Quite simply, the world, it is a changing. We all know it. We can all feel it in our political bones -- that something quite dramatic, important, world changing, and, frankly, damn frightening is taking place at the macro level of world geopolitics and economics that is having dramatic impacts on the micro level we all live in. Buchanan uses free trade as his globalization demon, yet there are other equally frightening things going on:
What does the rise of China mean for the US? What does technological innovation mean for my family, myself, and our values? What good is the nation-state if it can't protect you? How is it that I feel closer to members on an internet bulletin board than my own neighbors? Why is it that my kids won't be able to get ahead unless they have a degree from a good college? Why is my company dropping my health benefits? Why is the price of gas going through the roof?
These issues are all interconnected and they all scream one thing:
The party that best comes up with a program to manage the long crisis of globalization will win lasting political power for most of this century.
The right's ultimate program dealing with globalization entials blocking it if it can and, barring that, shifting the burden of transitioning to a globalized world onto the backs of their political opponnents. Thus the GOP's current policy of styming social change like banning gay marriage or locking up illegal immigrants COULPED with the policy of protecting the wealthy and corporate America.

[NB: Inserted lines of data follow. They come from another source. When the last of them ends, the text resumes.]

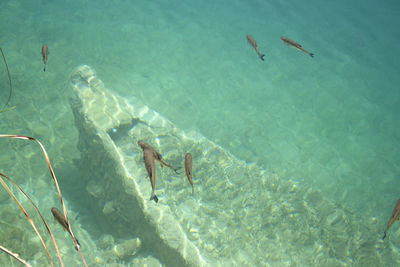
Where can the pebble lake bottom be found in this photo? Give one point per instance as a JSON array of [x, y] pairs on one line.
[[322, 133]]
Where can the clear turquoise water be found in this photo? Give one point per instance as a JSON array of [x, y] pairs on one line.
[[330, 122]]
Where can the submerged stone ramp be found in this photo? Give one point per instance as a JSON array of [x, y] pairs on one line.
[[239, 215]]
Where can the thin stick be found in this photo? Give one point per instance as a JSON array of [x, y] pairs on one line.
[[44, 221], [9, 79], [15, 255], [27, 216], [24, 137]]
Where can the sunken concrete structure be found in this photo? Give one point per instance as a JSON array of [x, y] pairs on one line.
[[239, 215]]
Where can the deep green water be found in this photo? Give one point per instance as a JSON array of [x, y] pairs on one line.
[[330, 122]]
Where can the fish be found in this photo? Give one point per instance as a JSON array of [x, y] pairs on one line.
[[295, 45], [149, 163], [45, 55], [157, 155], [253, 43], [61, 220], [188, 169], [395, 216]]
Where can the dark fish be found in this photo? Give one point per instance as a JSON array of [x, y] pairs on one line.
[[188, 169], [253, 43], [395, 216], [295, 45], [45, 55], [61, 220], [157, 155], [149, 162]]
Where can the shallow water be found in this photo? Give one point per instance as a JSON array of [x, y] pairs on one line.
[[329, 123]]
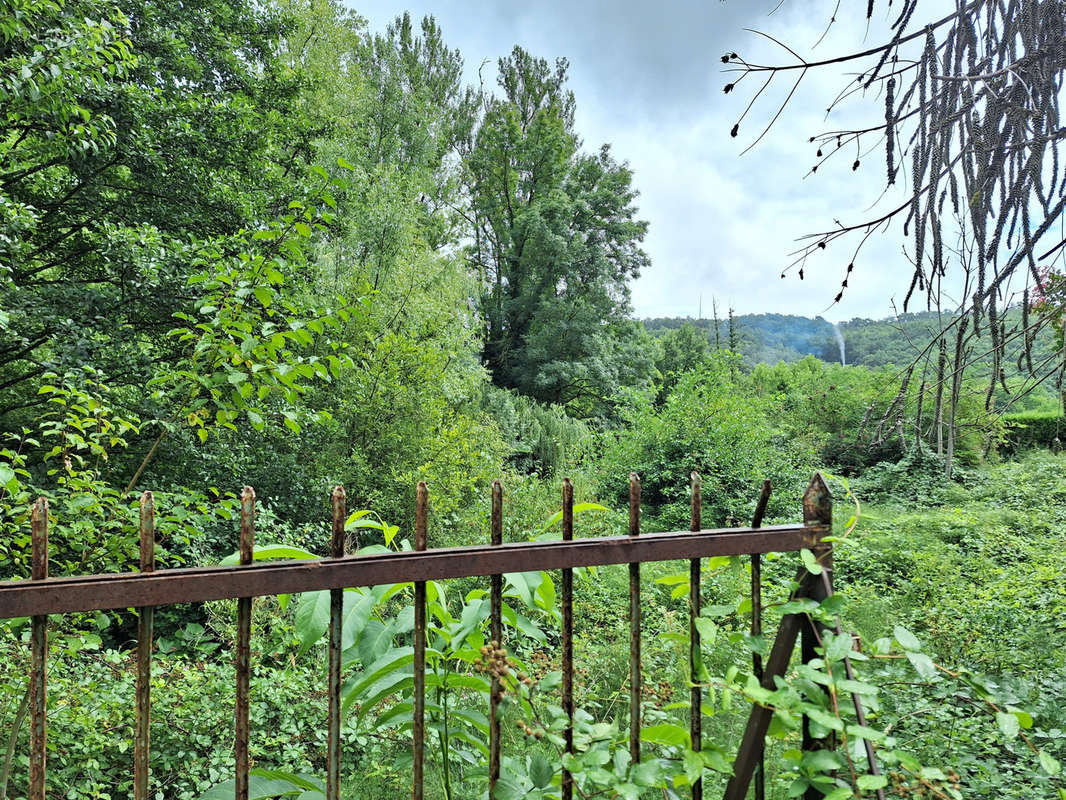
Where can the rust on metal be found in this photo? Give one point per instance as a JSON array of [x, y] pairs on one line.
[[760, 512], [242, 731], [496, 634], [418, 716], [336, 626], [144, 642], [817, 510], [198, 585], [38, 650], [567, 638], [695, 654], [758, 723], [856, 700], [634, 625]]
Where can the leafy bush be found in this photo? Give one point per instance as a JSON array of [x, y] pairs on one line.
[[1034, 429]]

The ultimate result of this policy, of course, is disaster. Pat sums it up nicely using foreign policy as a case study of the inherent contradictions and ultimate impossibility of the GOP's response to globalization:
Thus, in March, 2003, Bush, in perhaps the greatest strategic blunder in U.S. history, invaded an Arab nation that had not attacked us, did not want war with us, and did not threaten us--to strip it of weapons we now know it did not have.
Result: Shia and Kurds have been liberated from Saddam, but Iran has a new ally in southern Iraq, Osama has a new base camp in the Sunni Triangle, the Arab and Islamic world have been radicalized against the United States, and copy-cat killers of Al Qaida have been targeting our remaining allies in Europe and the Middle East: Spain, Britain, Egypt and Jordan. And, lest we forget, 2055 Americans are dead and Walter Reed is filling up.

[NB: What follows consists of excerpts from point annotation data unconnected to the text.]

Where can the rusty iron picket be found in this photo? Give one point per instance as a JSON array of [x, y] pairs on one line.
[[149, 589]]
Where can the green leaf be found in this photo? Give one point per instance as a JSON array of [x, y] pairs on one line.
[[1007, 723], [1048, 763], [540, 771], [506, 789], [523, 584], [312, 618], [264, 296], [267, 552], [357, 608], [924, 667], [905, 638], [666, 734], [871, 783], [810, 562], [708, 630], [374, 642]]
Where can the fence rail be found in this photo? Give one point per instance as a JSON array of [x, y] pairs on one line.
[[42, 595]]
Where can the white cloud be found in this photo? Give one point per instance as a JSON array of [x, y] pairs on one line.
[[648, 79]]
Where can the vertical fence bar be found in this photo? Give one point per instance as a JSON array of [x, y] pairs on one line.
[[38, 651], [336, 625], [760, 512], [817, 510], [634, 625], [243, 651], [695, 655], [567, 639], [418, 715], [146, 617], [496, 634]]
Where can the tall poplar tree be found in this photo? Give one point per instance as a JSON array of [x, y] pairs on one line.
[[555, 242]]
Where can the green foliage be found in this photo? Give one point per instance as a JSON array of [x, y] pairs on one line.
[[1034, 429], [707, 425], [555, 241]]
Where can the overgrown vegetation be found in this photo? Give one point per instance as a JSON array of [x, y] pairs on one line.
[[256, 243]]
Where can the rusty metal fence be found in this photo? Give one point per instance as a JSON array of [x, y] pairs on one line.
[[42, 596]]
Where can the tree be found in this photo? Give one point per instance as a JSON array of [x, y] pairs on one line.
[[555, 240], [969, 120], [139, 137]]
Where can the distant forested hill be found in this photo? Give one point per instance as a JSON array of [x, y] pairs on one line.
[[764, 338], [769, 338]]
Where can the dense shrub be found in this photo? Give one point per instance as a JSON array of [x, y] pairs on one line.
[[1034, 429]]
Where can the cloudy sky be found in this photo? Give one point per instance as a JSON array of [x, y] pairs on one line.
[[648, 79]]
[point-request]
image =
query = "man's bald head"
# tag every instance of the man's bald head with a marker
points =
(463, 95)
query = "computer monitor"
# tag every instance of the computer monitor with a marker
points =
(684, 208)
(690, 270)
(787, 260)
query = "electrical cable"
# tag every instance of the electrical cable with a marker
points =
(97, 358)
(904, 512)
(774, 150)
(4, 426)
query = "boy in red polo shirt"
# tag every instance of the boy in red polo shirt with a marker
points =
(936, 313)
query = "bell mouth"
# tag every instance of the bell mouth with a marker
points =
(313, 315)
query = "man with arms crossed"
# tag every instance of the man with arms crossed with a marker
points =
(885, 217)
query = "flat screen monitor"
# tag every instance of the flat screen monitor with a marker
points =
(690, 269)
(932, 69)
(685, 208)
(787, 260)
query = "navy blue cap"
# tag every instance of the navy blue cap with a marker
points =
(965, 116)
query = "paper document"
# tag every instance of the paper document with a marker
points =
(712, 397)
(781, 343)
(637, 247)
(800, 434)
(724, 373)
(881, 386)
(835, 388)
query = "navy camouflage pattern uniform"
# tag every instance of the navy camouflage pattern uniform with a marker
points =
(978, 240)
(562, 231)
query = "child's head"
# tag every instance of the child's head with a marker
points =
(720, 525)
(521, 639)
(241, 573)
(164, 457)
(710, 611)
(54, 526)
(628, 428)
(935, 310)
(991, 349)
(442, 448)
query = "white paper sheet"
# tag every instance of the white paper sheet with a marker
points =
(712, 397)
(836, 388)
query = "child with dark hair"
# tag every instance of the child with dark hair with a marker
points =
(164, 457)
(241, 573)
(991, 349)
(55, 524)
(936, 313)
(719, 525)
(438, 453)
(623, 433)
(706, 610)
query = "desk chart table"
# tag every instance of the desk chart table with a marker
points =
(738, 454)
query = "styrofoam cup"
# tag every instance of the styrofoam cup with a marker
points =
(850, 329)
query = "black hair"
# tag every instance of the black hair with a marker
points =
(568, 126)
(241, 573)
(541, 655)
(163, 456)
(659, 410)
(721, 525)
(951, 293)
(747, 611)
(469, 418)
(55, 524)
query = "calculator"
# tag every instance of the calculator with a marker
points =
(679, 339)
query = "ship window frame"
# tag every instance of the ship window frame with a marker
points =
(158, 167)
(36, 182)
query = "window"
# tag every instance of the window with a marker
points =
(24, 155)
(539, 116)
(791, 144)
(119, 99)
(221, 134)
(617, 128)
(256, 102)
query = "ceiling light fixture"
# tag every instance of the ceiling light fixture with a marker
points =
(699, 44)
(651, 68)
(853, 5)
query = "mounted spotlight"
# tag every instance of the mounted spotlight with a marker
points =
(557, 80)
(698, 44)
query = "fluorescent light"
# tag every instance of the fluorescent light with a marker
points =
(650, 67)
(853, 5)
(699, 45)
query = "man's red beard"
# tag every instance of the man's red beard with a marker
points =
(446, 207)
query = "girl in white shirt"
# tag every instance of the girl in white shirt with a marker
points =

True to the neoconservative creed, Bush launched a global crusade for democracy that is now bringing ever closer to power Hamas in Gaza and the West Bank, Hezbollah in Lebanon, the Muslim Brotherhood in Egypt and Syria, and Shia fundamentalists in Baghdad and Basra.
Democratic imperialism is still imperialism. To Arab and Islamic peoples, whether the Crusaders come in the name of God or in the name of democracy, they are still Crusaders.
I agree with Pat Buchanan. God help and forgive me, but I agree with Pat Buchanan.
What do we do? What is the liberal-progressive, Democratic program for globalization?